Peregoff & Company

M&A Insights

Aligning Narrative and Numbers in M&A Due Diligence

Letters and Numbers in Due Diligence

On every deal we have ever worked on at Peregoff & Co., the transaction had a narrative and an objective. The narrative was the description as to how the sets of inputs and opportunity would come together to yield outcomes, and those outcomes were usually numeric at some level, often relating to the expected revenue growth the deal would generate over a period of time; and these numbers would be described by a “business case.”

The core focus of a due diligence exercise is to balance the narrative and the numbers. How to ensure that the narrative is not just a figment of the imagination of a business development team? How to make sure that the opportunity to take risk is not inhibited by a structured model that couldn’t be “solved”?

This focus is on several levels: product development, service delivery, operational efficiency, financial performance, to name just a few. It’s extremely important when diligencing sales performance and projections.

At Peregoff & Co., we’ve seen organizations invest in core teams of “business modelers” to specifically focus on creating models that align the narrative and the numbers. It’s not a skill replaceable by AI, and the expertise and insight of the people who focused on this exercise had benefits beyond the validation of M&A thesis: This team was often more reliable than selling management to assess the standalone opportunity of the target company.

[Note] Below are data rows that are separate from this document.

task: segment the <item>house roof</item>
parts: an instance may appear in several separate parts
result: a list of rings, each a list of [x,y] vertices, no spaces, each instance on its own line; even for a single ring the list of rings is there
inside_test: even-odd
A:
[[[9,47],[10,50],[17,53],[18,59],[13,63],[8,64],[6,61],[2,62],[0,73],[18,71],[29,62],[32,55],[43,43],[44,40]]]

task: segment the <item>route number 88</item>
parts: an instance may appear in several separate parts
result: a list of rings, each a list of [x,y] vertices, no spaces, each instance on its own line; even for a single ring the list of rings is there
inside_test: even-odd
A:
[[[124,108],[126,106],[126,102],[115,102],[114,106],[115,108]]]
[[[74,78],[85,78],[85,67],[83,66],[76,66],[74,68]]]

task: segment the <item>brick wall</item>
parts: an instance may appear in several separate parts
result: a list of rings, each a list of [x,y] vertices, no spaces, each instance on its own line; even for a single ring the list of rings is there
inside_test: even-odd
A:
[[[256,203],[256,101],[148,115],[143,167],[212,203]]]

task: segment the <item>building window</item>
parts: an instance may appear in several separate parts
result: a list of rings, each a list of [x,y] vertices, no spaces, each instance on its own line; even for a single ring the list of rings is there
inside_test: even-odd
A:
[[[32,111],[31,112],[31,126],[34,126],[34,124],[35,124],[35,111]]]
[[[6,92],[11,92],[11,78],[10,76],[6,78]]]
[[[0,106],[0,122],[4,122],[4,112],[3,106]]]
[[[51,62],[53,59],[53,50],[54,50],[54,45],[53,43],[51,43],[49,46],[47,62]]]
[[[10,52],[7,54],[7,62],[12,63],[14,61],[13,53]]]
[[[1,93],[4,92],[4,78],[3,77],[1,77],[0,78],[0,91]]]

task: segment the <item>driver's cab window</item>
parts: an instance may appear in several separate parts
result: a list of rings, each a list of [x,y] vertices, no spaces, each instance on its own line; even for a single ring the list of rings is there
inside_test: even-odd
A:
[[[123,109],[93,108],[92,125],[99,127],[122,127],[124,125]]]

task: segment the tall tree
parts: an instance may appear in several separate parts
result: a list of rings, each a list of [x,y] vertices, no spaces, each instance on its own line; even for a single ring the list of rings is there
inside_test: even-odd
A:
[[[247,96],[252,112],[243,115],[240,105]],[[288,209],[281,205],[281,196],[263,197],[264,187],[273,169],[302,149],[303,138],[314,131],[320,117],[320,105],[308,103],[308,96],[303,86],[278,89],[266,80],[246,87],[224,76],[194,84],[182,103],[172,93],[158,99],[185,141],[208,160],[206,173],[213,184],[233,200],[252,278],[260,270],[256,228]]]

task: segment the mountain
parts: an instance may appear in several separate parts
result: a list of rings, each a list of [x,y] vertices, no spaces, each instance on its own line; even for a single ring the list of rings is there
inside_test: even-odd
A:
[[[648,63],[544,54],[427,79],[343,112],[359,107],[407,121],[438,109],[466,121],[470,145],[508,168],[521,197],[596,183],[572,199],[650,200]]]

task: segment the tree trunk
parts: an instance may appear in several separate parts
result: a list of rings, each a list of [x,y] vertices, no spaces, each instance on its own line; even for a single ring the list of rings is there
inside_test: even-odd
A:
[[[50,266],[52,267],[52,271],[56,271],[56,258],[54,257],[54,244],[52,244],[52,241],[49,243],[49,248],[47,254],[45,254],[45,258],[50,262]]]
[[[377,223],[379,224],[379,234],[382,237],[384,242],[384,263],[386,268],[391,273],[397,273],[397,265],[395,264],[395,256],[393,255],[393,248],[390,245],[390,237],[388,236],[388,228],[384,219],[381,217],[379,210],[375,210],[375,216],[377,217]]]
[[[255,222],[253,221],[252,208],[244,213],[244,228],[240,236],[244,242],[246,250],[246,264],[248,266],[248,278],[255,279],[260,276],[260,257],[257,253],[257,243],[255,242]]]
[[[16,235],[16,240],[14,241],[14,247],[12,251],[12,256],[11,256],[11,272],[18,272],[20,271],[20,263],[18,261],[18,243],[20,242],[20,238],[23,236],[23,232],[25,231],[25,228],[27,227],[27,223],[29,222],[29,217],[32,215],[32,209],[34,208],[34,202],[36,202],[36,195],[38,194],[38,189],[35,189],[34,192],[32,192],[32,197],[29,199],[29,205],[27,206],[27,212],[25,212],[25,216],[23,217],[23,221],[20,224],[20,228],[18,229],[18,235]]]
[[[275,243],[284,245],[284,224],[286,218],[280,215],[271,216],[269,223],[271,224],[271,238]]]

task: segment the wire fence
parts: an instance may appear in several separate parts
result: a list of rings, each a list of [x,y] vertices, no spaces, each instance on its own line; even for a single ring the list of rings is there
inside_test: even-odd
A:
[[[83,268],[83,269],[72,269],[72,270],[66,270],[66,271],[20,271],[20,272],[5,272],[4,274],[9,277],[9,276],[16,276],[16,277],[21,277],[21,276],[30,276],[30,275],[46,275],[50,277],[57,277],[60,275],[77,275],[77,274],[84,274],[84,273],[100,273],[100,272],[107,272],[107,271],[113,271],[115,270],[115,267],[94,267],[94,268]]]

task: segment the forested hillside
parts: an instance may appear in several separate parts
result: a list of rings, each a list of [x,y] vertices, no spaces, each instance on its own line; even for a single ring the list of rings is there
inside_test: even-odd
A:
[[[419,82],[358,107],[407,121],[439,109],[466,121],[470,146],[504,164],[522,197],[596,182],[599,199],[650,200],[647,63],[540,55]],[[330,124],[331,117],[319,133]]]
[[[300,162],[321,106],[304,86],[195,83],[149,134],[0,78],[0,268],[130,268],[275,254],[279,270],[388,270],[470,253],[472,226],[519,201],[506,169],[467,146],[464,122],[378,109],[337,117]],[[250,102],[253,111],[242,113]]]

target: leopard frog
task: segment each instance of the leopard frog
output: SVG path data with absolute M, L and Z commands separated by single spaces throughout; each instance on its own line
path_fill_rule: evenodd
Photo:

The business modeler team and the “CAM” (Corporate Acquisition Model) — management by acronym is a topic for another post — are extremely valuable tools for supporting a conversation and an analysis about transaction viability and effectiveness. However, it remained the role of the deal leader team to make sure that the overall diligence process reflected the nature of the transaction: Was this a deal where the narrative led the numbers, or the numbers drove the story?

Because post-transaction tracking provided all the data and tried to record the narrative, we could usually see how effective the deal team had been at balancing the narrative and the numbers. When they were balanced, the transaction overachieved its objective, usually seen from any lens. But when the diligence had failed to align between them, we would see underperformance on both the narrative and the numbers.

In all of our transactions that closed, we believed that we were pretty effective at due diligence. We do not recall on any diligence that we led finding a “fact” or “assumption” in the post-mortem that we missed. In fact, in all of our years, we believe there were three material transactions where post-transaction performance could be related to missing or inaccurate data in a DD report, and two of those were debatable. However, there are many transactions that were not well served because as the diligence team checked the numbers, we ignored the narrative. Or, as we bought into the narrative, we didn’t pay close enough attention to the numbers. Similarly, we have successes where the deal delivered on its narrative promise for clients and stakeholders, even though the numbers showed significant risk; and deals that produced good numbers even as the narrative didn’t meet the market conditions.

Who on your diligence teams focuses on aligning the narrative and the numbers?